Deep Learning

11 Apr 2017

Prologue

As we mentioned in previous sections, the pipeline of image recognition can be polished by reconsidering its workflow. Now it looks as shows in figure:

After the image is preprocessed as needed, the features will be extracted. Then these features are used for model training. This is actually so called Shallow Learning, which focuses on the expert knowledge in image processing in our task. It’s kind of limitation here, cause the learning results also intensively depends on the feature selection part. In contrast to shallow learning, Deep Learning is raw data-oriented representation learning approach. It’s normally supplied by the data in the raw form. There inputs are passed through a parametrized computational graph that’s much more representational. This graph usually has many layers and optimized by gradient-based schema. During the training the important features will be activated by this computational graph without extra feature extraction process. Now the most popular deep visual learning model is Convolution Neural Network. Let’s throught it out briefly.

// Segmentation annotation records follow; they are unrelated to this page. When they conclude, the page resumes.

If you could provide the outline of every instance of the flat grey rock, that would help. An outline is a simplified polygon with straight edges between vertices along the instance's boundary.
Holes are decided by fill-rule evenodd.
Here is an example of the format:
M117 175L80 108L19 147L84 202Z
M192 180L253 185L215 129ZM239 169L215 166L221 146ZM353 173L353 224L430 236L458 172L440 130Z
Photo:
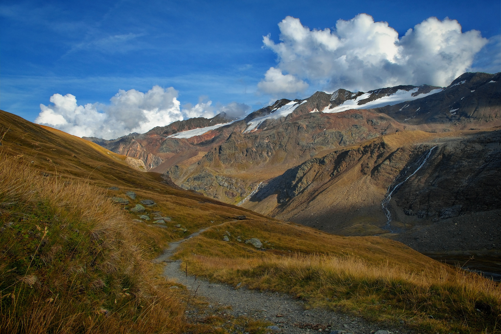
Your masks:
M129 201L127 200L125 198L122 198L122 197L112 197L111 200L112 200L115 203L118 203L119 204L128 204Z
M282 329L278 326L268 326L266 327L267 329L271 329L272 330L274 330L275 331L280 331Z
M141 204L136 204L136 206L130 209L131 212L138 213L139 212L144 212L146 211L146 208Z
M144 204L145 205L148 205L148 206L154 205L156 204L151 199L143 199L141 201L139 201L139 202L141 204Z
M263 247L263 243L261 240L257 238L251 238L245 240L245 243L250 243L257 248L260 248Z

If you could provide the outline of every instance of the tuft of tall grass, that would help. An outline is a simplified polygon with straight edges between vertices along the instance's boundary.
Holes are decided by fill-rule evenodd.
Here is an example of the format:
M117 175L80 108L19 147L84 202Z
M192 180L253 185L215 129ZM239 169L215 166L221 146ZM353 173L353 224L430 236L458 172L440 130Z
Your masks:
M126 221L104 190L0 152L0 333L181 332Z
M501 289L476 273L443 265L419 272L353 255L294 254L221 258L185 256L188 267L211 279L286 292L373 320L427 332L499 332Z

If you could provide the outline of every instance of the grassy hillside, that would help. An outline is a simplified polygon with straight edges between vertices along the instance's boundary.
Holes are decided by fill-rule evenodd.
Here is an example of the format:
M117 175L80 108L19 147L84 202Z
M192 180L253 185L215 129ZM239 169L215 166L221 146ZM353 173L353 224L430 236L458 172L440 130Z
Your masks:
M253 237L265 249L244 242ZM249 220L214 226L182 247L176 256L189 272L288 292L312 308L404 323L419 332L499 331L497 283L387 239Z
M0 154L0 332L181 332L126 222L104 190Z
M0 116L3 332L215 330L188 327L182 291L164 288L171 283L154 279L146 261L168 242L209 227L177 256L209 279L426 331L499 327L499 287L478 275L391 240L333 235L170 186L93 143ZM114 204L114 196L129 203ZM156 204L139 214L126 209L145 199ZM153 211L171 220L139 216ZM235 219L240 215L246 219ZM253 237L266 250L244 243Z

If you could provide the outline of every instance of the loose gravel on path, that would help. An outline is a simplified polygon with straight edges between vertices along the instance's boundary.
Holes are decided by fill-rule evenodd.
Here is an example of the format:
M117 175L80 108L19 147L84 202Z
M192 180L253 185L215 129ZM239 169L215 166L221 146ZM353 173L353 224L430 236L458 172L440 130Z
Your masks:
M204 230L194 233L187 239L196 236ZM361 317L331 310L307 310L305 308L304 301L294 299L287 294L260 292L244 287L235 289L226 284L216 284L201 279L189 274L189 272L187 275L179 267L180 260L172 261L169 259L183 241L171 242L169 248L153 262L157 263L166 262L163 275L166 278L185 285L192 294L194 294L196 291L197 295L206 297L209 302L212 303L209 305L209 308L231 306L231 308L226 310L227 313L235 317L245 315L271 321L280 328L280 332L284 333L329 333L336 330L339 330L339 333L353 334L370 334L380 330L382 331L376 334L415 332L402 327L394 327L370 322ZM386 330L390 331L386 332Z

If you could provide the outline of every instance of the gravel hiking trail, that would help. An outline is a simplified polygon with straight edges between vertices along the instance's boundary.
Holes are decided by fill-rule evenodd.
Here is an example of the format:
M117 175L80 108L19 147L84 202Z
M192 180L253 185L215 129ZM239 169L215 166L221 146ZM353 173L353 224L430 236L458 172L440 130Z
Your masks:
M153 263L165 263L163 275L184 285L191 295L203 296L210 303L210 308L226 306L224 311L232 316L244 315L256 319L268 320L275 326L270 331L291 334L338 333L353 334L387 334L415 333L403 327L395 327L384 323L371 322L362 317L354 316L323 309L305 309L305 302L290 295L272 291L260 291L245 287L236 288L224 283L211 283L190 274L188 268L186 275L184 268L180 268L181 260L173 261L170 258L176 248L185 240L195 237L207 228L188 236L185 239L171 242L163 254L152 261ZM227 306L230 306L227 307ZM188 311L188 313L189 311ZM214 312L215 312L215 310ZM187 314L189 315L189 314ZM380 330L379 333L377 332ZM387 331L387 330L388 331Z

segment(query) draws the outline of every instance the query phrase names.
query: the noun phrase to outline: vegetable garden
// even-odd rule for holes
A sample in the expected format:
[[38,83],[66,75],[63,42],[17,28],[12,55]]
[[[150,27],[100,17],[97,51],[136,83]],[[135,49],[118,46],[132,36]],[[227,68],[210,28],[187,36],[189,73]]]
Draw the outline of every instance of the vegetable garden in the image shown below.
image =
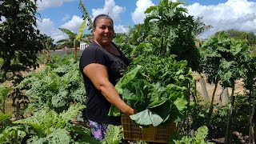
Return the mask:
[[[20,10],[24,9],[21,13],[34,6],[33,2],[27,2],[26,5],[15,4]],[[10,5],[5,2],[0,8],[0,14],[7,19],[0,23],[0,33],[5,34],[0,38],[0,74],[2,78],[0,81],[0,110],[2,113],[0,114],[0,142],[100,143],[90,137],[85,119],[81,118],[86,109],[86,96],[76,59],[80,53],[75,51],[74,58],[73,53],[63,55],[49,53],[52,39],[36,34],[30,36],[34,41],[22,39],[24,46],[16,46],[18,41],[6,38],[8,32],[13,30],[10,28],[13,21],[8,18],[23,21],[22,18],[28,17],[24,14],[8,18],[8,14],[4,14]],[[224,31],[203,42],[198,40],[197,34],[210,26],[189,15],[186,9],[180,6],[182,4],[160,1],[158,6],[145,11],[146,18],[143,24],[130,28],[128,34],[118,34],[114,39],[132,62],[115,86],[123,100],[136,110],[137,114],[130,118],[142,127],[178,122],[178,131],[170,136],[168,143],[254,143],[255,43],[230,38]],[[80,1],[84,19],[90,19],[82,6]],[[35,12],[36,8],[29,10]],[[34,13],[26,14],[34,18]],[[84,29],[85,24],[82,25]],[[91,28],[90,22],[88,26]],[[34,30],[34,34],[38,33]],[[71,42],[75,40],[78,39]],[[26,42],[30,44],[35,42],[38,46],[26,49],[30,46],[26,45]],[[39,42],[41,44],[38,44]],[[196,46],[196,42],[199,45]],[[20,49],[22,47],[24,50]],[[43,49],[43,53],[37,54]],[[30,55],[33,58],[26,57],[27,53],[33,54]],[[20,74],[20,71],[29,71],[38,63],[44,63],[42,70],[26,73],[26,76]],[[198,94],[194,73],[205,75],[207,82],[214,86],[210,101]],[[242,80],[244,83],[242,94],[234,93],[237,80]],[[7,86],[10,82],[12,85]],[[223,90],[232,90],[229,102],[224,106],[214,102],[218,84],[221,84]],[[15,115],[5,114],[7,98],[12,98],[17,107]],[[18,106],[22,102],[24,106]],[[28,113],[31,116],[27,117]],[[121,114],[113,106],[109,114]],[[14,121],[10,120],[13,117],[15,117]],[[122,131],[121,126],[109,126],[102,143],[121,142]]]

Convolution Neural Network

Comparing with densely connected feed forward neural network, convolution neural network (CNN) needs much few parameter. At one side it use sparsely connections in neural layers, at another side the subpooling mechanisim provides a probability to share parameters between neurons. I’m not going to depict is deeply, cause there are lots of articals talk about theoretically. You’d better to inform them yourself.Brielfy to say, it works af follows.

Forward propagation

With a convolution filter with fixed size the input neurons are not fully connected with the inputs. From it the feature will be activated. These features will be subsampled in subsampling layers. There are two subsampling strategies: Mean-Pooling, which calculates the mean in a pooling filter size. Max-Pooling determines the maximum of the activated maps in a pooling filter size. After subpooling the results will be continuously convoluted as needs. The activated maps after $n$ - convolution layers are connected densely with feed forward neural network as we used before. The class scores are calculated in the last dense layer by using Entropy loss. With convolution operation and subpooling the parameters share there weight in a filter size. It’s called weight-sharing.

Backward Propagation

The scores is back propagated from last layer to the first convolution layer. For learning such a network by means of training examples, it turns to learn a input-output pattern correspondingly. The information of training samples is usually not sufficient by itself to reconstruct the unknown input-output mapping uniquely. Therefore we have to face the Overfitting problem. To conquer this issue we may use the regularization method. Normally it has the following definition: $\begin{equation} (Regularized\ cost\ function) = (Empirical\ cost\ function) + ( Regularization\ parameter) \times ( Regularizer), \end{equation}$

In our case the empirical cost is the entropy cost we got and we use $L2$ regularization as regularizer. The regularization paremeter $\lambda$ is determined normally by validation design.

Implementation

After showing the necessary techniques in deep learning consicely, let’s go back to our classification problem. Here I used one convolution layer and a mean-pooling layer. The sub pooled features will be fed to a dense neural layer. Its strcuture is very simple. For optimizing the computational graph I used the Stochastic Gradient Descent SGD+Momentum. Ususally the SGD works alone well, but at the saddle points the cost function nudges very hesitated. In order to make the learner lernens effectively, the Momentum is introduced. As in following figure depicts, the cost function has benn reduced ineffectively at the first 20 iteration in first epoch. After then it converges very smoothly.

Top: The cost function of cnn Bottom: the activated mapping in the first convolution layer

As the input singal got forward propagated, the features turn to be much form or object oritend. I’m not showing here that this structur is the best design. But it works for some numbers even better than MLP + HoG we trained previously as shows in the following figure

This model is actually not deep enough and it can be dramatically improved by tweaking its structur, i.e. say using ReLU for activation or Batch Normalization to normalize the inputs in each convolution layer.

Conclusion

In contrast to models we introduced in previous sections, deep learning models need less image processing knowledge. The model strucutre has the ability to detect the most important features in inputs on its own.